Some of his teachers have voiced out concern about his laid back attitude, but it's a trait, in my opinion, a lot more people should possess. Being calm doesn't mean he doesn't care, which I think is a general assumption. Calm is a superpower that you can use to control your emotions and your life in general. Being calm allows you to see things clearly and helps you put things in perspective. He might not realise this now, but this calmness will certainly benefit him in his adult life.

4. Street-smart.

As a parent, your instinct is to be able to protect your children always and as a parent, you also know that there will come a time that you'd just have to trust your children to go out there and be able to make the right decisions when needed.

I admire the fact that my son has the street smarts and so much common sense we need these days to manoeuvre through life. At his age, I didn't have the opportunity to have the experiences and freedom that he has today. When I became a parent, I knew I wanted him not to have a sheltered life. I wanted him to experience life and inculcate a sense of having situational awareness at all times. I'm unsure if he has the street smarts he does, but the important thing is he does.

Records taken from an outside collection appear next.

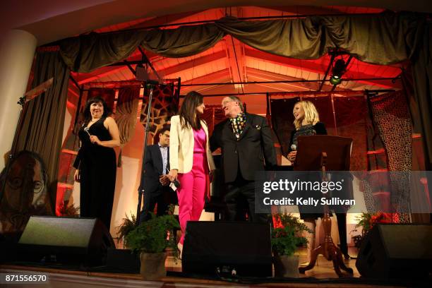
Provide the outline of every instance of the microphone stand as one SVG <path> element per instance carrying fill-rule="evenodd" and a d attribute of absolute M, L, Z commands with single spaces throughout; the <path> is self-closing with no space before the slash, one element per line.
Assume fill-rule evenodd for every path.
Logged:
<path fill-rule="evenodd" d="M 145 151 L 147 148 L 147 142 L 148 138 L 149 126 L 150 126 L 150 117 L 152 112 L 152 101 L 153 98 L 153 88 L 155 85 L 157 85 L 157 81 L 148 80 L 147 82 L 147 86 L 150 88 L 150 92 L 148 96 L 148 105 L 147 106 L 147 121 L 145 121 L 145 131 L 144 131 L 144 146 L 143 147 L 143 163 L 141 164 L 141 179 L 140 181 L 140 186 L 138 187 L 138 208 L 136 209 L 136 226 L 140 223 L 140 216 L 141 212 L 141 202 L 143 197 L 144 196 L 144 172 L 145 171 Z M 144 99 L 143 99 L 143 102 Z"/>

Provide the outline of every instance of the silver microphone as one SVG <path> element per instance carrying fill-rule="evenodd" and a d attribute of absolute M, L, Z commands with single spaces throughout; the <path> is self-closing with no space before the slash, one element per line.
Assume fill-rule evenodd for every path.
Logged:
<path fill-rule="evenodd" d="M 84 128 L 84 131 L 88 134 L 88 137 L 91 136 L 92 135 L 90 133 L 90 132 L 88 131 L 88 127 L 85 127 Z"/>

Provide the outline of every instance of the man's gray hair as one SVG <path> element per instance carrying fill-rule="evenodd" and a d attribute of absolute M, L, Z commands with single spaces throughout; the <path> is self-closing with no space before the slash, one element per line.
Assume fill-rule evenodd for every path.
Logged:
<path fill-rule="evenodd" d="M 234 102 L 239 102 L 239 107 L 240 107 L 241 111 L 243 111 L 243 102 L 241 102 L 240 98 L 239 98 L 237 96 L 234 95 L 228 96 L 228 98 L 231 99 Z"/>

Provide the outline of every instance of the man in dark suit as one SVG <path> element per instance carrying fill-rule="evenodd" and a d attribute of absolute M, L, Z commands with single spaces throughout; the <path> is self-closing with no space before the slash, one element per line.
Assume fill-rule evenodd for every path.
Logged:
<path fill-rule="evenodd" d="M 265 118 L 244 113 L 237 97 L 224 97 L 222 107 L 227 119 L 215 127 L 210 142 L 212 151 L 222 148 L 227 220 L 242 218 L 236 213 L 246 199 L 249 220 L 264 222 L 266 215 L 255 213 L 255 172 L 277 164 L 270 128 Z"/>
<path fill-rule="evenodd" d="M 147 147 L 144 171 L 144 207 L 140 216 L 140 223 L 150 219 L 157 204 L 157 215 L 167 214 L 168 205 L 174 204 L 176 195 L 169 188 L 169 126 L 164 126 L 158 131 L 157 144 Z"/>

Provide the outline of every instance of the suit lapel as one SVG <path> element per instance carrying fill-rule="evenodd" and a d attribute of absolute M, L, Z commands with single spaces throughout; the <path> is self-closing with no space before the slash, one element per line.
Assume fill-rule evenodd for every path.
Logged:
<path fill-rule="evenodd" d="M 224 131 L 223 132 L 226 134 L 229 135 L 229 138 L 231 138 L 232 140 L 236 141 L 237 139 L 236 138 L 236 136 L 234 135 L 234 133 L 232 132 L 232 127 L 231 126 L 231 121 L 229 121 L 229 119 L 227 121 L 227 123 L 225 123 L 225 125 L 224 125 Z"/>
<path fill-rule="evenodd" d="M 169 168 L 169 146 L 168 146 L 168 153 L 167 154 L 167 170 L 169 171 L 169 170 L 171 170 L 171 169 Z M 164 165 L 164 164 L 162 163 L 162 169 L 164 169 L 163 168 L 163 165 Z M 163 172 L 162 172 L 162 174 L 164 174 Z"/>
<path fill-rule="evenodd" d="M 246 117 L 246 124 L 244 125 L 244 129 L 243 130 L 243 132 L 241 132 L 241 134 L 240 135 L 240 138 L 239 139 L 239 140 L 241 140 L 241 139 L 243 139 L 246 133 L 248 132 L 248 130 L 249 130 L 249 128 L 252 127 L 251 115 L 245 113 L 244 116 Z"/>

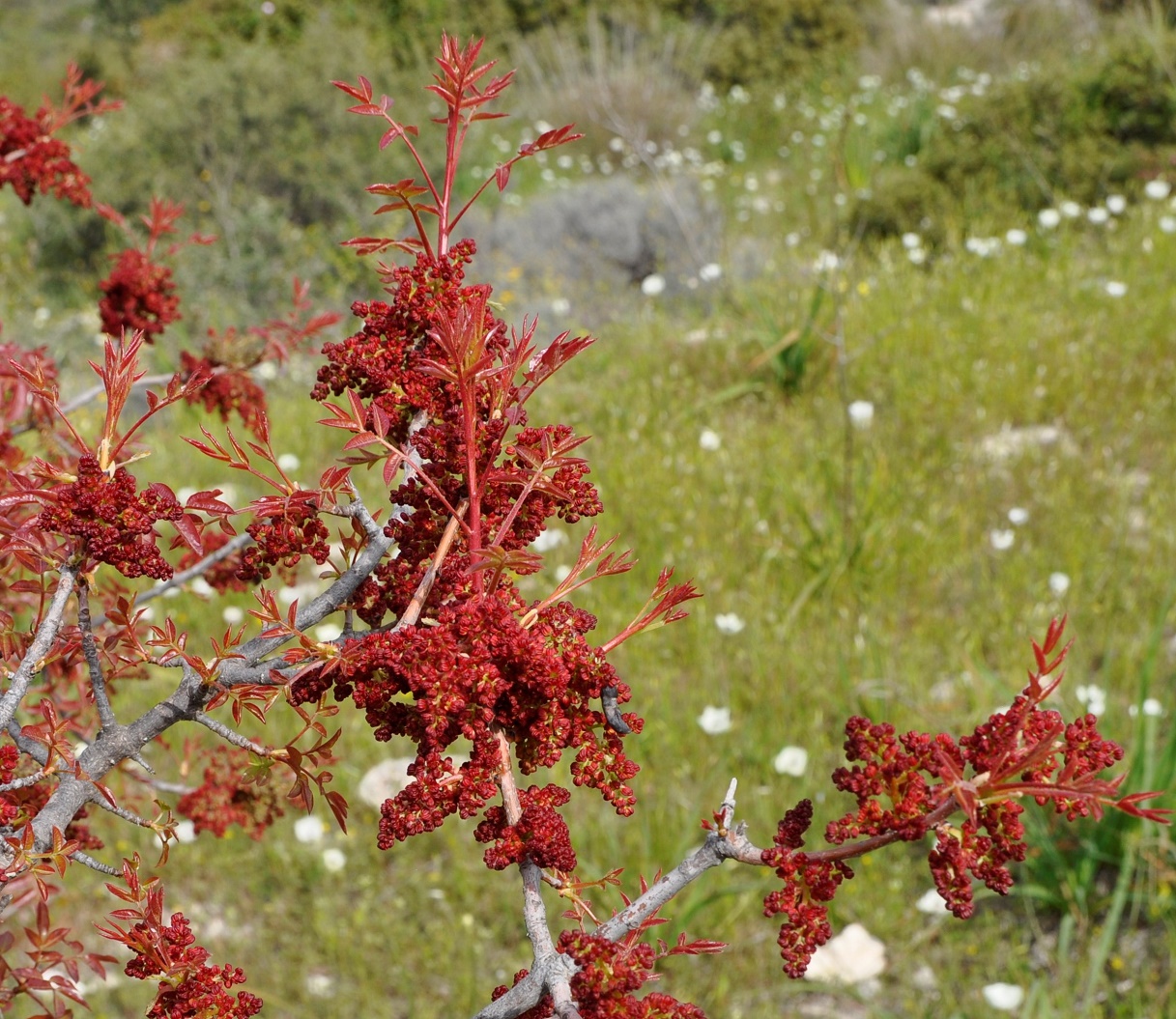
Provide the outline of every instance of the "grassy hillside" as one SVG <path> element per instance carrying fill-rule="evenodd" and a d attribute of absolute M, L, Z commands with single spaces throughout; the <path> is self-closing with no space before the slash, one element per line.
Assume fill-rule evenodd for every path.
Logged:
<path fill-rule="evenodd" d="M 143 6 L 114 41 L 87 32 L 88 5 L 62 5 L 81 20 L 14 5 L 2 45 L 21 56 L 0 61 L 0 85 L 35 103 L 58 74 L 49 54 L 91 54 L 127 101 L 108 126 L 79 134 L 95 181 L 105 176 L 127 210 L 165 189 L 188 203 L 188 229 L 221 235 L 178 257 L 186 320 L 160 362 L 208 326 L 272 317 L 295 273 L 339 310 L 376 296 L 374 275 L 334 242 L 372 229 L 365 183 L 409 168 L 347 123 L 323 81 L 362 72 L 427 115 L 412 98 L 419 71 L 381 53 L 374 15 L 347 5 L 310 34 L 220 28 L 211 49 L 167 35 L 199 5 Z M 567 161 L 563 149 L 519 172 L 509 201 L 477 223 L 509 316 L 537 311 L 541 334 L 599 336 L 533 413 L 593 436 L 601 527 L 641 561 L 582 603 L 609 635 L 664 564 L 706 595 L 688 621 L 616 656 L 648 718 L 632 751 L 639 809 L 619 822 L 590 798 L 574 803 L 584 873 L 623 864 L 632 891 L 639 874 L 671 867 L 733 776 L 761 844 L 803 796 L 816 796 L 818 822 L 838 816 L 847 806 L 827 776 L 849 715 L 900 731 L 968 730 L 1016 693 L 1029 639 L 1063 612 L 1076 644 L 1058 708 L 1098 709 L 1101 728 L 1129 749 L 1130 789 L 1171 787 L 1176 200 L 1165 186 L 1176 163 L 1162 130 L 1125 138 L 1110 118 L 1145 93 L 1162 121 L 1176 43 L 1130 11 L 1075 24 L 1034 9 L 1040 21 L 1005 21 L 995 41 L 971 45 L 948 29 L 911 42 L 896 22 L 835 71 L 734 87 L 704 82 L 691 54 L 706 40 L 681 26 L 513 40 L 510 58 L 527 68 L 524 115 L 488 125 L 470 165 L 490 167 L 540 120 L 576 116 L 589 133 Z M 1022 49 L 1034 60 L 1021 62 Z M 944 54 L 970 62 L 936 63 Z M 610 67 L 630 76 L 601 102 Z M 1134 90 L 1103 87 L 1121 78 Z M 1057 130 L 1035 134 L 1045 113 L 1034 103 L 1049 89 L 1073 92 L 1050 107 Z M 1000 119 L 1009 96 L 1036 110 L 1024 114 L 1027 136 L 1025 123 Z M 577 108 L 561 113 L 561 102 Z M 1088 152 L 1101 161 L 1080 187 Z M 604 180 L 624 185 L 581 190 Z M 600 235 L 606 250 L 574 248 L 577 268 L 553 270 L 576 239 L 543 237 L 521 217 L 587 194 L 649 216 L 644 261 L 609 260 L 609 239 L 628 237 L 620 223 Z M 79 267 L 105 266 L 113 243 L 80 217 L 29 220 L 0 196 L 5 338 L 68 350 L 79 387 L 95 329 L 93 282 Z M 339 450 L 339 433 L 310 423 L 322 416 L 305 395 L 313 374 L 307 358 L 273 383 L 275 444 L 308 483 Z M 179 436 L 198 421 L 179 415 L 140 474 L 163 477 L 181 455 L 187 464 Z M 227 481 L 242 504 L 249 496 L 211 463 L 185 477 Z M 360 478 L 373 500 L 374 481 Z M 528 578 L 536 592 L 574 559 L 579 529 L 560 534 L 544 572 Z M 179 625 L 223 628 L 223 601 L 166 605 Z M 708 708 L 727 709 L 729 729 L 704 731 Z M 300 842 L 287 818 L 261 844 L 201 836 L 173 856 L 169 901 L 218 960 L 246 968 L 263 1014 L 473 1014 L 529 960 L 516 881 L 487 874 L 468 826 L 375 849 L 375 811 L 355 790 L 407 745 L 372 743 L 354 713 L 340 716 L 347 749 L 335 769 L 354 802 L 350 833 Z M 775 766 L 788 746 L 807 752 L 803 773 Z M 116 852 L 136 847 L 126 838 L 114 834 Z M 864 925 L 888 966 L 848 986 L 787 980 L 761 916 L 770 883 L 724 867 L 676 900 L 659 933 L 684 929 L 730 947 L 670 960 L 666 990 L 723 1019 L 978 1019 L 994 1013 L 984 988 L 1000 983 L 1025 992 L 1022 1017 L 1162 1014 L 1176 948 L 1168 833 L 1076 825 L 1051 838 L 1014 894 L 982 898 L 967 924 L 920 910 L 931 887 L 926 847 L 867 857 L 833 921 Z M 342 873 L 325 850 L 342 852 Z M 98 909 L 101 883 L 76 899 Z M 92 997 L 94 1014 L 111 1017 L 145 1000 L 134 981 Z"/>

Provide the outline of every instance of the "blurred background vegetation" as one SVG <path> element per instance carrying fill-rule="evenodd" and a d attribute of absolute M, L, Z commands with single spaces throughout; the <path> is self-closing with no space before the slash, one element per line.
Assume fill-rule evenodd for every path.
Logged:
<path fill-rule="evenodd" d="M 602 527 L 641 559 L 586 592 L 601 632 L 664 563 L 706 592 L 617 655 L 648 718 L 636 816 L 574 804 L 584 874 L 624 864 L 632 891 L 697 843 L 733 775 L 760 843 L 802 796 L 840 814 L 821 791 L 848 715 L 970 729 L 1062 611 L 1077 643 L 1060 708 L 1097 690 L 1128 787 L 1172 787 L 1174 22 L 1170 0 L 4 0 L 0 93 L 35 106 L 79 61 L 126 103 L 69 138 L 96 197 L 126 214 L 182 201 L 185 232 L 219 236 L 173 260 L 185 319 L 161 367 L 209 328 L 280 314 L 295 275 L 321 307 L 379 295 L 338 242 L 379 229 L 363 187 L 410 167 L 330 79 L 365 74 L 423 126 L 442 28 L 488 35 L 520 68 L 515 115 L 472 140 L 467 189 L 544 123 L 584 130 L 470 226 L 508 317 L 601 337 L 536 409 L 594 436 Z M 427 129 L 421 145 L 439 159 Z M 48 346 L 67 391 L 88 384 L 96 281 L 121 243 L 93 214 L 0 195 L 4 337 Z M 275 438 L 308 484 L 338 454 L 312 424 L 314 370 L 270 382 Z M 199 418 L 179 417 L 140 476 L 174 483 L 183 455 L 186 483 L 243 504 L 241 478 L 187 456 L 176 436 Z M 573 558 L 563 537 L 532 583 Z M 225 625 L 223 599 L 166 606 L 196 632 Z M 729 731 L 699 726 L 708 705 Z M 405 748 L 350 713 L 335 771 L 355 800 Z M 803 776 L 773 767 L 786 745 L 807 750 Z M 472 1014 L 527 964 L 515 883 L 485 871 L 468 826 L 380 853 L 362 803 L 349 834 L 313 845 L 290 820 L 260 845 L 202 836 L 168 867 L 169 903 L 247 970 L 265 1014 Z M 760 916 L 770 883 L 724 869 L 663 930 L 730 948 L 671 960 L 664 990 L 715 1019 L 983 1017 L 995 983 L 1024 990 L 1024 1017 L 1165 1014 L 1167 832 L 1034 827 L 1014 894 L 968 924 L 916 909 L 926 847 L 863 860 L 834 923 L 884 941 L 866 984 L 788 981 Z M 80 916 L 109 906 L 100 881 L 73 894 Z M 148 997 L 122 981 L 92 1004 L 136 1014 Z"/>

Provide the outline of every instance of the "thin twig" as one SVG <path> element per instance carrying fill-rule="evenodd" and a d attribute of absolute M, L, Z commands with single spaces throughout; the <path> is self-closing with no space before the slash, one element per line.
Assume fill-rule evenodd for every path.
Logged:
<path fill-rule="evenodd" d="M 12 682 L 4 697 L 0 697 L 0 728 L 6 728 L 16 713 L 16 708 L 28 692 L 28 684 L 33 675 L 41 668 L 45 657 L 49 653 L 61 623 L 65 619 L 66 603 L 73 594 L 74 584 L 78 582 L 78 568 L 64 565 L 61 568 L 61 579 L 58 581 L 58 589 L 53 595 L 49 610 L 41 619 L 41 625 L 36 628 L 33 643 L 28 645 L 28 651 L 21 659 L 16 671 L 12 675 Z"/>
<path fill-rule="evenodd" d="M 254 743 L 240 732 L 229 729 L 223 722 L 218 722 L 215 718 L 205 715 L 203 711 L 198 711 L 193 715 L 192 720 L 199 722 L 205 729 L 215 732 L 221 739 L 232 743 L 234 746 L 240 746 L 241 750 L 248 750 L 250 753 L 258 755 L 258 757 L 269 757 L 269 751 L 260 743 Z"/>
<path fill-rule="evenodd" d="M 514 825 L 522 817 L 522 804 L 519 802 L 519 787 L 515 785 L 514 770 L 510 766 L 510 744 L 506 733 L 497 731 L 499 739 L 499 787 L 502 790 L 502 806 L 506 810 L 507 824 Z M 552 930 L 547 926 L 547 910 L 543 909 L 541 884 L 543 872 L 529 858 L 519 864 L 522 874 L 522 916 L 527 925 L 527 937 L 530 939 L 535 963 L 532 967 L 542 974 L 543 985 L 552 995 L 555 1014 L 561 1019 L 580 1019 L 575 1000 L 572 998 L 572 985 L 566 965 L 566 957 L 555 948 Z M 567 960 L 570 961 L 570 960 Z"/>
<path fill-rule="evenodd" d="M 445 562 L 445 557 L 449 555 L 449 547 L 453 544 L 453 539 L 457 536 L 457 528 L 461 527 L 461 517 L 465 515 L 468 507 L 469 503 L 462 500 L 461 504 L 457 507 L 457 511 L 449 517 L 449 523 L 446 525 L 445 534 L 441 535 L 441 541 L 437 543 L 437 550 L 433 554 L 433 562 L 429 563 L 429 568 L 425 571 L 425 576 L 421 577 L 421 582 L 416 585 L 413 599 L 408 603 L 408 608 L 405 609 L 401 615 L 397 626 L 413 626 L 421 617 L 421 611 L 425 609 L 425 602 L 429 596 L 429 591 L 433 590 L 433 584 L 437 578 L 437 574 L 441 572 L 441 564 Z"/>
<path fill-rule="evenodd" d="M 101 860 L 94 859 L 89 853 L 83 853 L 81 850 L 74 850 L 69 854 L 69 859 L 82 866 L 89 867 L 92 871 L 98 871 L 100 874 L 109 874 L 112 878 L 122 877 L 122 871 L 118 867 L 112 867 L 109 864 L 103 864 Z"/>
<path fill-rule="evenodd" d="M 172 588 L 179 588 L 181 584 L 188 583 L 188 581 L 195 579 L 196 577 L 205 574 L 209 567 L 216 565 L 221 559 L 227 559 L 233 552 L 240 551 L 247 544 L 253 541 L 253 536 L 246 531 L 241 531 L 239 535 L 234 535 L 229 541 L 222 544 L 215 551 L 209 552 L 200 562 L 194 563 L 188 567 L 188 569 L 175 574 L 171 579 L 162 581 L 155 584 L 153 588 L 148 588 L 141 595 L 135 598 L 135 604 L 142 604 L 143 602 L 149 602 L 152 598 L 158 598 L 161 595 L 167 594 Z"/>
<path fill-rule="evenodd" d="M 94 642 L 94 630 L 89 622 L 89 588 L 85 581 L 78 584 L 78 628 L 81 630 L 81 650 L 89 670 L 89 689 L 94 693 L 98 717 L 101 728 L 108 729 L 119 723 L 106 692 L 106 676 L 102 675 L 102 663 L 98 657 L 98 644 Z"/>

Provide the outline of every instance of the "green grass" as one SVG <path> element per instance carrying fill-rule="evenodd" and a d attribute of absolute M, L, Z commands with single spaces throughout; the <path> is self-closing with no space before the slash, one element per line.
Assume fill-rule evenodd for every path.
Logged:
<path fill-rule="evenodd" d="M 787 110 L 781 122 L 794 106 Z M 840 814 L 847 805 L 827 776 L 840 763 L 849 715 L 900 730 L 970 730 L 1016 693 L 1029 638 L 1063 611 L 1076 644 L 1058 706 L 1080 713 L 1075 689 L 1104 689 L 1102 728 L 1128 746 L 1129 787 L 1171 782 L 1176 235 L 1158 228 L 1163 210 L 1131 207 L 1114 229 L 1078 221 L 1030 230 L 1028 244 L 988 259 L 964 249 L 964 228 L 955 224 L 934 263 L 917 267 L 897 243 L 867 252 L 843 235 L 829 240 L 838 236 L 834 206 L 826 192 L 806 193 L 815 150 L 770 186 L 783 212 L 734 219 L 747 173 L 767 180 L 780 159 L 769 118 L 757 118 L 727 109 L 724 132 L 746 140 L 748 160 L 715 194 L 733 214 L 728 246 L 754 241 L 762 271 L 728 271 L 708 301 L 634 299 L 639 310 L 601 329 L 533 411 L 536 421 L 593 435 L 584 451 L 606 505 L 601 528 L 620 532 L 640 559 L 632 574 L 583 592 L 600 632 L 628 622 L 664 564 L 706 595 L 689 619 L 615 656 L 648 719 L 630 742 L 642 766 L 636 814 L 619 820 L 590 795 L 579 795 L 570 811 L 583 873 L 623 864 L 629 892 L 639 874 L 675 865 L 697 844 L 700 819 L 731 777 L 740 817 L 760 844 L 801 797 L 817 797 L 818 822 Z M 809 236 L 788 244 L 802 223 Z M 1024 224 L 1000 208 L 984 223 L 995 235 L 1013 226 Z M 853 255 L 848 268 L 813 271 L 824 243 Z M 1108 280 L 1125 281 L 1127 295 L 1110 296 Z M 786 396 L 753 366 L 766 343 L 804 327 L 818 286 L 828 294 L 817 342 Z M 515 308 L 527 310 L 524 295 Z M 702 331 L 706 340 L 693 338 Z M 296 366 L 276 387 L 272 413 L 275 447 L 299 455 L 308 484 L 340 442 L 340 433 L 310 423 L 321 416 L 302 395 L 310 371 Z M 744 395 L 716 398 L 735 391 Z M 847 431 L 851 400 L 875 405 L 869 429 Z M 240 477 L 194 461 L 179 442 L 196 434 L 196 421 L 178 415 L 136 474 L 174 482 L 182 456 L 185 484 L 228 480 L 243 503 Z M 1002 429 L 1031 425 L 1056 427 L 1063 438 L 1000 461 L 985 454 L 985 440 Z M 719 435 L 719 449 L 700 445 L 706 429 Z M 360 477 L 376 504 L 373 481 Z M 1015 507 L 1028 511 L 1016 527 L 1008 519 Z M 581 530 L 528 581 L 534 591 L 570 561 Z M 997 550 L 991 532 L 1003 530 L 1014 542 Z M 1054 572 L 1070 578 L 1064 596 L 1050 590 Z M 161 604 L 195 632 L 223 629 L 221 603 Z M 739 633 L 715 624 L 730 612 L 746 623 Z M 1129 709 L 1145 697 L 1165 715 L 1132 718 Z M 696 719 L 707 705 L 731 710 L 729 732 L 702 732 Z M 343 759 L 333 770 L 354 799 L 363 771 L 406 748 L 374 744 L 349 705 L 340 719 Z M 809 751 L 801 778 L 773 770 L 788 744 Z M 322 846 L 294 840 L 292 818 L 261 844 L 205 836 L 173 854 L 169 906 L 193 918 L 218 961 L 246 968 L 265 1014 L 472 1014 L 527 965 L 517 880 L 485 870 L 469 825 L 450 823 L 380 852 L 375 819 L 355 803 L 350 833 L 327 836 L 322 846 L 347 854 L 342 877 L 325 870 Z M 1087 827 L 1050 831 L 1062 851 L 1035 847 L 1020 873 L 1027 894 L 982 897 L 965 924 L 915 911 L 930 887 L 926 847 L 862 860 L 833 920 L 862 923 L 887 945 L 888 970 L 869 995 L 788 981 L 775 927 L 760 916 L 773 881 L 728 865 L 683 893 L 659 932 L 669 940 L 684 926 L 729 941 L 728 952 L 671 960 L 663 990 L 716 1019 L 802 1007 L 978 1019 L 993 1014 L 981 988 L 994 981 L 1027 990 L 1022 1017 L 1162 1014 L 1176 948 L 1170 842 L 1154 829 L 1117 826 L 1117 840 L 1100 844 L 1107 858 L 1093 863 Z M 138 846 L 151 857 L 129 839 L 111 829 L 107 856 Z M 1047 878 L 1054 891 L 1042 896 Z M 101 883 L 92 885 L 71 893 L 79 914 L 108 907 Z M 606 912 L 620 905 L 597 901 Z M 559 911 L 549 899 L 550 916 Z M 330 979 L 329 997 L 312 993 L 312 974 Z M 100 991 L 94 1014 L 129 1014 L 148 997 L 138 984 Z"/>

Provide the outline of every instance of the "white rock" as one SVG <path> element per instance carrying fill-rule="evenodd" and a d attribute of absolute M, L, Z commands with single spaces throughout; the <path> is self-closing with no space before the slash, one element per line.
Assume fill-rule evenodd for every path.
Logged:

Making important and sometimes hasty decisions are quite difficult, but some of them have an everlasting effect, so it’s important to utilize street smarts to your benefit.

5. Friendship.

I'm amazed at this bond that he has developed with his group of friends for the past few years. It's really pretty amazing to watch. They laugh, play football, constantly playing online games together, help each other out with homework - I know for certain this bond goes beyond what I see and I'm proud to know that they basically have each other's back for better or for worse.

These friends that he has developed this strong friendship with - I never had when I was in school and looking at him and his band of friends, I wish I had. I strongly believe that close friendships are important, and they make life a little easier. Fortunately, my son has this bond, and I truly believe that this is his lifelong ride-or-die friendships.

6. Ability to hold a conversation with anyone.

He's an extrovert whilst I'm an introvert - need I say more? He has the ability to sit at a table full of adults and confidently have conversations with them, and I respect that. Throw him in a crowd, give him some time to warm-up and then he thrives. In the same situation, I'd cower in a corner and pray hard for the earth to open up and swallow me whole!

7. Courage to question the norm.

As a kid in the 70's/80's and in Malaysia, what your parents said was the holy truth, and you wouldn't dare question for fear of getting a slap in the face for being disrespectful. Nowadays, I think children, in general, are encouraged to voice out their opinions. At least mine does, even if it's something as sensitive as religion. He's always giving me reasons as to why God doesn't exist and how we're all in a simulation - thanks to the internet! I allow this - yes because in this day and age, can you honestly say what's wrong or right? Everything is up for interpretation, so why can't he interpret what he sees and hears according to how he perceives it.

Conformity might be admired in school and society in general but to be honest, I wish I had the balls that he does to question what is the 'norm' and try and break from the norm if it just doesn't make a lot of sense. Gone are the 'because I said so' days.

I admire the fact that he can think for himself and justify why he thinks the way he does. To be able to justify your points takes a lot of research and belief. Better than some that just say things but can't justify it to save their lives!


I have never stopped being fascinated by him. I have never found his recollection of how his days went any less interesting now that he's 16. Even more so now when his mind is all over the place still discovering the wonders of life and questioning everything he encounters, I count my blessings that he still shares what he does and his deepest thoughts with me.